- Born: September 5, 1936 (age 89) Wainwright, Alberta, Canada
- Height: 6 ft 0 in (183 cm)
- Weight: 185 lb (84 kg; 13 st 3 lb)
- Position: Defence
- Shot: Left
- Played for: Seattle Totems Edmonton Flyers Portland Buckaroos Pittsburgh Hornets
- Playing career: 1954–1969

= Doug Messier =

Canadian ice hockey player

Douglas Herbert Messier (born September 5, 1936) is a Canadian former ice hockey player and coach. He played 487 games in the Western Hockey League, playing with the Seattle Totems, Edmonton Flyers, and Portland Buckaroos. He also played briefly in the American Hockey League for the Pittsburgh Hornets. Messier is the father of Paul Messier and Hockey Hall of Fame player Mark Messier.

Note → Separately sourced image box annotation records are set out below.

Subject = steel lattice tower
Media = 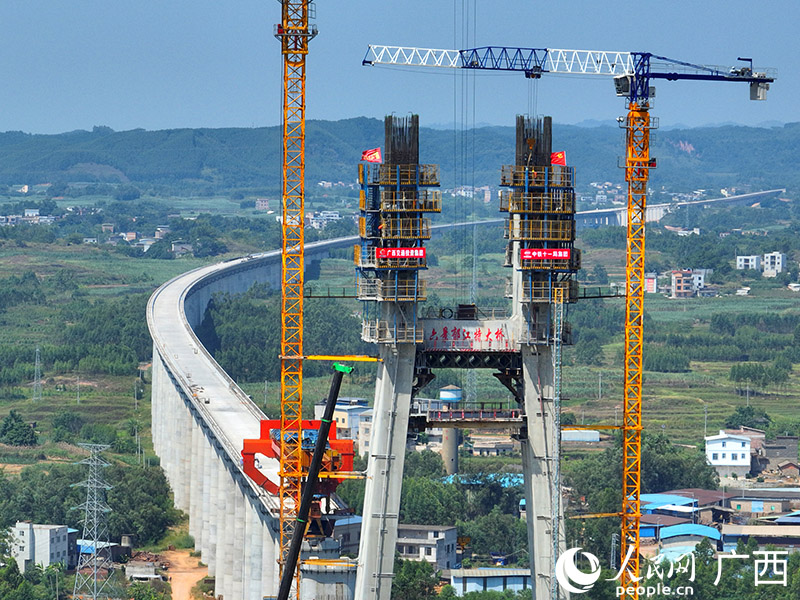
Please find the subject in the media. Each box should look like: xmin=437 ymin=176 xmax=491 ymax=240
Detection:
xmin=33 ymin=346 xmax=42 ymax=402
xmin=72 ymin=444 xmax=121 ymax=600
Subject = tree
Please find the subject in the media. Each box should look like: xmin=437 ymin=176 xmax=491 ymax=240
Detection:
xmin=403 ymin=450 xmax=444 ymax=478
xmin=458 ymin=508 xmax=528 ymax=561
xmin=0 ymin=410 xmax=38 ymax=446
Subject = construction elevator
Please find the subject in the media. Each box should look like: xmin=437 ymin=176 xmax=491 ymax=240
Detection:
xmin=355 ymin=115 xmax=580 ymax=600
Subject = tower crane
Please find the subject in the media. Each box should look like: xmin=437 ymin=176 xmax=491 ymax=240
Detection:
xmin=362 ymin=46 xmax=775 ymax=599
xmin=275 ymin=0 xmax=317 ymax=598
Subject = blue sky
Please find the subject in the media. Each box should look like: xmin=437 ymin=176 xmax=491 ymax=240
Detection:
xmin=0 ymin=0 xmax=800 ymax=133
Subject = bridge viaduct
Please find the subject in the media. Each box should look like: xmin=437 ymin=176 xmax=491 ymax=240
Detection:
xmin=147 ymin=190 xmax=780 ymax=600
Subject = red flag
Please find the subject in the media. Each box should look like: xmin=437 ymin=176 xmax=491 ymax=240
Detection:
xmin=361 ymin=148 xmax=383 ymax=162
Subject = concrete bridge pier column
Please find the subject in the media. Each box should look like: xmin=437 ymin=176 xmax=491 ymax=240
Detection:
xmin=522 ymin=346 xmax=566 ymax=600
xmin=217 ymin=472 xmax=236 ymax=598
xmin=200 ymin=438 xmax=212 ymax=553
xmin=173 ymin=406 xmax=194 ymax=512
xmin=203 ymin=451 xmax=221 ymax=574
xmin=232 ymin=488 xmax=247 ymax=598
xmin=189 ymin=423 xmax=203 ymax=548
xmin=355 ymin=344 xmax=416 ymax=600
xmin=150 ymin=348 xmax=163 ymax=456
xmin=208 ymin=460 xmax=228 ymax=577
xmin=261 ymin=522 xmax=280 ymax=596
xmin=245 ymin=499 xmax=266 ymax=598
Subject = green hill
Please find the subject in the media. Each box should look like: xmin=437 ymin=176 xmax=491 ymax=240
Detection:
xmin=0 ymin=117 xmax=800 ymax=197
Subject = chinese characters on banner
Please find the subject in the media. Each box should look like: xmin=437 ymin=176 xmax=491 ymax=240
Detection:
xmin=375 ymin=248 xmax=425 ymax=258
xmin=425 ymin=319 xmax=516 ymax=352
xmin=519 ymin=248 xmax=572 ymax=260
xmin=361 ymin=148 xmax=383 ymax=162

After his playing career, Messier became a minor league hockey coach. He also was a founding member of the Professional Hockey Players' Association, and served as the associations first Executive Director from 1967 to 1969. In 2026, the PHPA announced an award in Messier's honor, the Doug Messier Award, which is awarded yearly to the most outstanding players in each the American Hockey League and ECHL, as voted on by PHPA members.